Oral melatonin administration modulates apoptosis-related gene expression and counteracts early fertilization decline in overripe rainbow trout (Oncorhynchus mykiss) eggs.

Overripening of ovulated oocytes, often resulting from spawning delays in aquaculture, is triggered by apoptosis and significantly compromises early fertilization in fish. Targeting apoptosis pathways offers a promising approach to enhance reproductive outcomes, particularly given the controversial role of melatonin in apoptosis regulation, this study assessed the impact of oral melatonin supplementation at doses of 0, 50, and 200 mg/kg of dry feed on the expression of key apoptosis-related genes (Bcl-2, p53, caspase-9) and fertilization percentages in rainbow trout (Oncorhynchus mykiss) oocytes at two post-ovulation time points: immediately post-ovulation (day 0) and after 7 days of post-ovulatory ageing (overripening). Gene expression was quantified using real-time PCR, and fertilization percentages were evaluated to determine reproductive outcomes. Melatonin treatment notably upregulated the anti-apoptotic gene Bcl-2 and downregulated the pro-apoptotic genes p53 and caspase-9. While no significant differences were detected between the 50 and 200 mg doses for p53 and caspase-9 expression, the 200 mg dose demonstrated a more pronounced effect on improving fertilization percentages in overripened oocytes.

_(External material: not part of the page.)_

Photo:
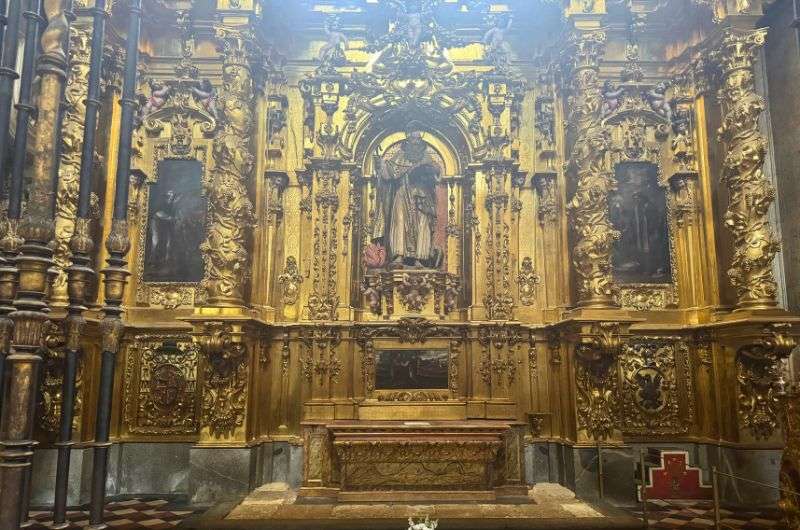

In contrast, fertilization percentages declined sharply in the control group during overripening. Both melatonin dosages significantly improved fertilization percentages compared to the control, with higher doses showing greater effectiveness. These results suggest that melatonin alleviates the detrimental effects of oocyte overripening by modulating apoptosis pathways and enhancing fertilization outcomes. Melatonin supplementation may be a practical approach in aquaculture to extend oocyte viability and improve reproductive performance in delayed spawning scenarios.